We have been testing tensor flow and tensorRT on a DrivePX2 and we are unable to get similar results. We have compile Tensor Flow 1.8 on DPX2 (aarch64) and all our tests are on the device. We have a network trained to produce 20 points (predicted trajectories). Our  Tensor Flow workflow  is  as follows.
  1. 1920x1208 sekonix ar231 H264 images are captured and stored and converted to PNG using ffmpeg.
  2. for training each image is first resized to 480x302 and then cropped to 336x140.
  3. The network is trained with dimensions 336x140 (resized and cropped image) and format of HxWxC (336x140x3) (optimized for tensor flow).

For tensorRT on DPX2 workflow:

  1. The above model is converted to UFF and CxHxW (3x140x336 needed for tensorRT) and converted to bin format using tensorRT optimizer tool on DPX2 with NO optimization options turned on.
  2. A 1920x1208 ar231 H264 Image is acquired at run time or loaded form a serialized file.
  3. Using our own Cuda Kernel we resize the image to 480x302.
  4. using our own Cuda Kerenel we crop the image to 336x148.
    5 We initialize tendorRT data conditioner (dwDataConditioner_initialize) with network dimensions 336x148 and the option ignoreAspectRatio to true.
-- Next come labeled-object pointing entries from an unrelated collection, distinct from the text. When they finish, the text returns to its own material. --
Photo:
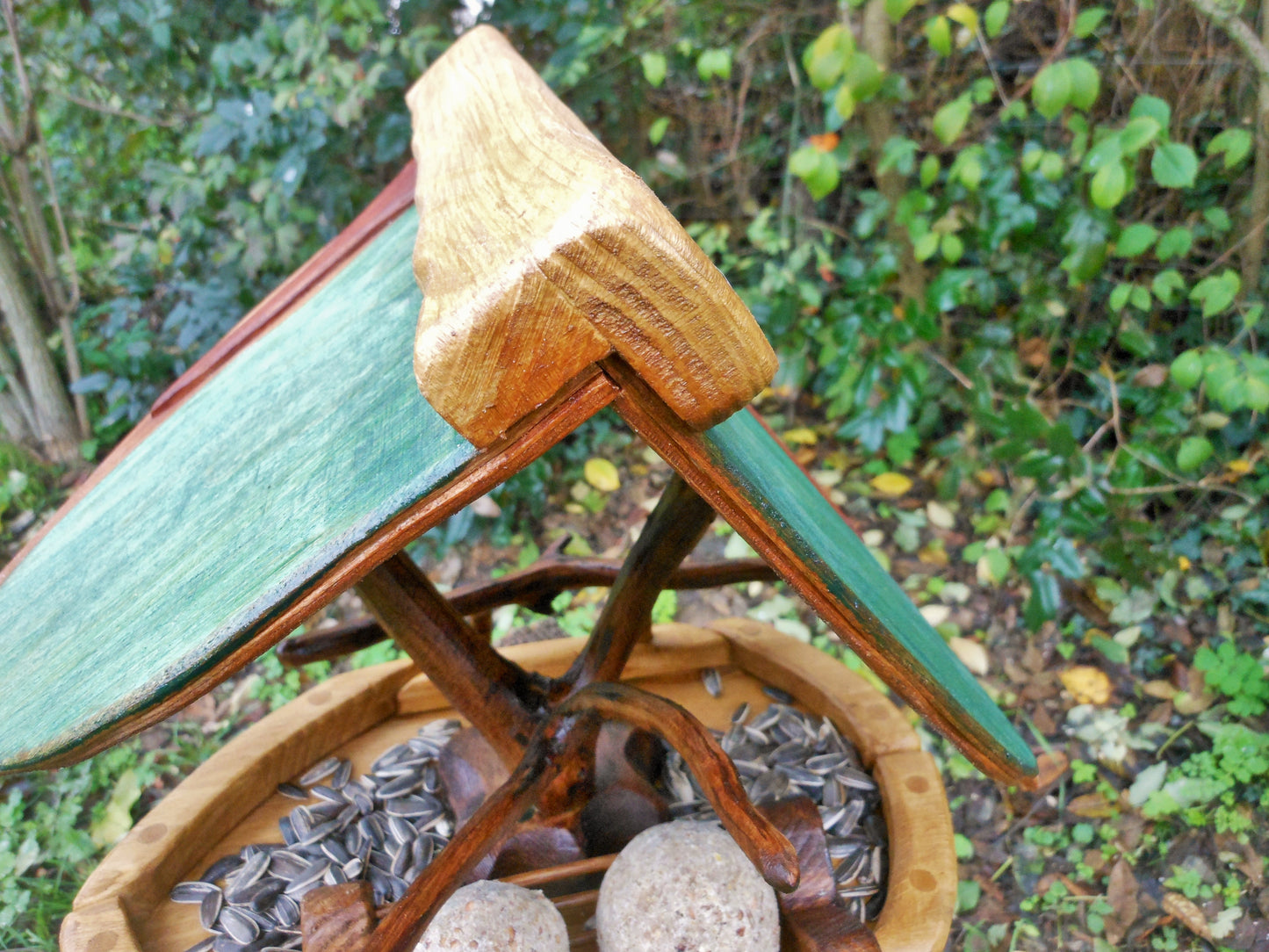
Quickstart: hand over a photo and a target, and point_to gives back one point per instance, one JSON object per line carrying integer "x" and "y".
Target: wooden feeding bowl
{"x": 230, "y": 801}
{"x": 297, "y": 459}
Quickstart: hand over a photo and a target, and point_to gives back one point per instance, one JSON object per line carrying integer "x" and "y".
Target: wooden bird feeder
{"x": 296, "y": 459}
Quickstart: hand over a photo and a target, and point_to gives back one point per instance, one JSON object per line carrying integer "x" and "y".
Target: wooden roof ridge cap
{"x": 396, "y": 197}
{"x": 538, "y": 253}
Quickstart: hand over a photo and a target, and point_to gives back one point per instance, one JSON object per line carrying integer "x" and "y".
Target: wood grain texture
{"x": 920, "y": 897}
{"x": 250, "y": 507}
{"x": 230, "y": 800}
{"x": 750, "y": 479}
{"x": 539, "y": 254}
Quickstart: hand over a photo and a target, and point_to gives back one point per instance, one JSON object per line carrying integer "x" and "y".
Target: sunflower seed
{"x": 342, "y": 775}
{"x": 210, "y": 908}
{"x": 239, "y": 927}
{"x": 191, "y": 892}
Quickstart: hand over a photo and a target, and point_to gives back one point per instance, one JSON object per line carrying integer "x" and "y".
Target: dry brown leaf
{"x": 1161, "y": 689}
{"x": 972, "y": 655}
{"x": 1186, "y": 914}
{"x": 1088, "y": 684}
{"x": 1122, "y": 897}
{"x": 1092, "y": 806}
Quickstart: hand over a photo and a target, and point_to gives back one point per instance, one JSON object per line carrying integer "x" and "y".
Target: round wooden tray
{"x": 231, "y": 800}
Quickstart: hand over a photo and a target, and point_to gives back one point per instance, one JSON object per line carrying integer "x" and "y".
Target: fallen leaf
{"x": 935, "y": 615}
{"x": 1186, "y": 914}
{"x": 117, "y": 818}
{"x": 891, "y": 484}
{"x": 1088, "y": 684}
{"x": 1122, "y": 897}
{"x": 801, "y": 436}
{"x": 940, "y": 515}
{"x": 972, "y": 654}
{"x": 602, "y": 475}
{"x": 1049, "y": 766}
{"x": 1161, "y": 689}
{"x": 1092, "y": 806}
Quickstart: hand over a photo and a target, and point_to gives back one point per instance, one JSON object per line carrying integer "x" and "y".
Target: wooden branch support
{"x": 535, "y": 588}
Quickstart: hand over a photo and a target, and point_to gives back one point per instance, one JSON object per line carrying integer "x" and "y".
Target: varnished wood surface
{"x": 749, "y": 478}
{"x": 230, "y": 801}
{"x": 539, "y": 254}
{"x": 225, "y": 530}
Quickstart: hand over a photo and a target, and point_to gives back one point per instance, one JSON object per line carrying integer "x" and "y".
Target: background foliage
{"x": 1012, "y": 251}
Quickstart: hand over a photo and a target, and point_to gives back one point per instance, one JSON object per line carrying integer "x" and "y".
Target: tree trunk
{"x": 54, "y": 427}
{"x": 877, "y": 40}
{"x": 1254, "y": 249}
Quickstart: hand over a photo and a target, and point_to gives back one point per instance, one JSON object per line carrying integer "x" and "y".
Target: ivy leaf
{"x": 951, "y": 119}
{"x": 1052, "y": 89}
{"x": 1193, "y": 452}
{"x": 818, "y": 170}
{"x": 826, "y": 57}
{"x": 938, "y": 32}
{"x": 1155, "y": 108}
{"x": 1085, "y": 83}
{"x": 1138, "y": 133}
{"x": 715, "y": 62}
{"x": 1235, "y": 144}
{"x": 656, "y": 131}
{"x": 1135, "y": 240}
{"x": 1175, "y": 242}
{"x": 1174, "y": 165}
{"x": 655, "y": 68}
{"x": 1109, "y": 185}
{"x": 1217, "y": 291}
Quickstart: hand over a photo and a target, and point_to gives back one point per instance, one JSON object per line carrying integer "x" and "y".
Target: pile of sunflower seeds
{"x": 783, "y": 752}
{"x": 384, "y": 826}
{"x": 387, "y": 826}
We have tried to turn this option off and although we get different results , still the results do with not match with TensorFlow.
  5. We run a single inference using dwDataConditioner_prepareData and the ROI of x=0, y-0, width-network width(336) , height=networkheight(140) and our resized/cropped image as input to the network. Our image is single plane interleaved RGBA, the documentation states that in the case of an interleaved image the A channel is dropped,

Given this work flow we are getting very different results on DPX2 with tensorRT than tensor Flow.

NOTE:In our latest test, using a new Cuda Kernel, we converted the final image from interleaved single plane RGBA to 3 plane RGB image and results (the 20 output points) do not match. Any idea what we may be doing wrong?
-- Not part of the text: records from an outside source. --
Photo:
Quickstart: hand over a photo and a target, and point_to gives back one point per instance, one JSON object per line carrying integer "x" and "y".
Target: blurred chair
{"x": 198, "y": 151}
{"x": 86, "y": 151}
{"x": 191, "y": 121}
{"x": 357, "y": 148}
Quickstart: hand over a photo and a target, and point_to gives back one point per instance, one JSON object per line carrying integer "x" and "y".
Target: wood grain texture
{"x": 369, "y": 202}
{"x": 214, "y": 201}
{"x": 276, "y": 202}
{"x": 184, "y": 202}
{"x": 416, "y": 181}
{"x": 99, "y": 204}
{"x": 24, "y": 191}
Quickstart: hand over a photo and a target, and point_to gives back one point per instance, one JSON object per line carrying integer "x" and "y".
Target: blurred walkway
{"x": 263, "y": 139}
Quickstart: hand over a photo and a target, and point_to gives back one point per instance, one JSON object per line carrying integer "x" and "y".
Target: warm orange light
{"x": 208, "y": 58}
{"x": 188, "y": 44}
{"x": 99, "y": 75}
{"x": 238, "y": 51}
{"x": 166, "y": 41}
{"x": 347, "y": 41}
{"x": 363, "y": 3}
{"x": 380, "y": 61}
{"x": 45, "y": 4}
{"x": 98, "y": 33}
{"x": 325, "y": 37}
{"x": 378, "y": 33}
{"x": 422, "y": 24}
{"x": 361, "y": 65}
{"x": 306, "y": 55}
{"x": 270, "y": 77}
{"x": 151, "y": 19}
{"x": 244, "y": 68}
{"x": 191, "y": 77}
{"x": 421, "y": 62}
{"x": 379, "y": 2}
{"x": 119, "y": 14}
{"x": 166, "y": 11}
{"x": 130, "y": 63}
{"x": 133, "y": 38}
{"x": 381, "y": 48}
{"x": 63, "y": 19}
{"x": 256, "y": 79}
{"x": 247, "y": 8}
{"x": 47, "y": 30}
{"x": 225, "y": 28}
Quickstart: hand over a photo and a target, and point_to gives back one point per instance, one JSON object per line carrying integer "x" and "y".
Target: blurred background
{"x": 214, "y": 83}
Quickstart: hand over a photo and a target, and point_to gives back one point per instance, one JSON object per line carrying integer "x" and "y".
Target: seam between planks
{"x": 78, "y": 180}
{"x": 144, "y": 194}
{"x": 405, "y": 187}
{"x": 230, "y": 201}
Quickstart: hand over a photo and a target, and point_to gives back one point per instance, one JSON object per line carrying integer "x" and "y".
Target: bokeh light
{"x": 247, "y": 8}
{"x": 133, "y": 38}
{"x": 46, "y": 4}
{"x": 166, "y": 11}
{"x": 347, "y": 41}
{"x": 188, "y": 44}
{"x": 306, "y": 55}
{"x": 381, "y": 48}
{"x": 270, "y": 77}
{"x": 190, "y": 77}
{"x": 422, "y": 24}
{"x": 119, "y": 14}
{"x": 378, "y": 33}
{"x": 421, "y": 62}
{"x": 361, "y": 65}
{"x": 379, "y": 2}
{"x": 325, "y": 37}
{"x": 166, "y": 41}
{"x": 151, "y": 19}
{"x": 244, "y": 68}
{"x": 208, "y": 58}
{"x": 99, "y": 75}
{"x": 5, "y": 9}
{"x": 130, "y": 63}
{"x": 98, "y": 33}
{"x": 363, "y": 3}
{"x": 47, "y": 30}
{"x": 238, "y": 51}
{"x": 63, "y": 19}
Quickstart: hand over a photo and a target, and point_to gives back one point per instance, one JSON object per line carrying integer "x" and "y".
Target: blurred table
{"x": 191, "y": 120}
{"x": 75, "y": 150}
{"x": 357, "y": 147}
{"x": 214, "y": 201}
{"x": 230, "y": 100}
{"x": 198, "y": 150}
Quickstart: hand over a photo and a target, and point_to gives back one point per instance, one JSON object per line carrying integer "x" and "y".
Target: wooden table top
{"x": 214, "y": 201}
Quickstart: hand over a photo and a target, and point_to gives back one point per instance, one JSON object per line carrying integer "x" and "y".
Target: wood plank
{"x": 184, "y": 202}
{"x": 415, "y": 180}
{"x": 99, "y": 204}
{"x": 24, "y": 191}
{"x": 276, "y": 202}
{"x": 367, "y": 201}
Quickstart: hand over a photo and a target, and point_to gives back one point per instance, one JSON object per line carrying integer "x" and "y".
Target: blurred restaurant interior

Not sure this unexpected result is caused by different platform or different framework.

Is it possible to run your model with TensorRT on an x86-based system first?
If yes, could you help to check it?


Thank you so much for the reply. I have tried this on x86 based system and the problem persists. I am using the latest PDK 5050bL_SDK. One thing that I forgot to mention is that on Tensor Flow, the image is normalized to 0-1 (each channel divided by 255) and I do the same thing for TensoRT with a Cuda Kernel. Is there an “easy” way to display or dump out the image that is generated by the data conditioner on disk (a float pointer is returned, is this a YUV image?) so we can see exactly what it is that is being passed to the network? It would be a very useful debugging tool for us if we could just dump out the content that is generated from the input image by the data conditioner.

Best Regards


Some image encoder is required to display your data in an image format.
(It’s not recommended. It may increase the complexity if some conversion is applied.)

A simplest debugging method is to compare the value directly.
Could you use the same image and output the value of normalized(TensorFlow) and cuda kernel(TensorRT).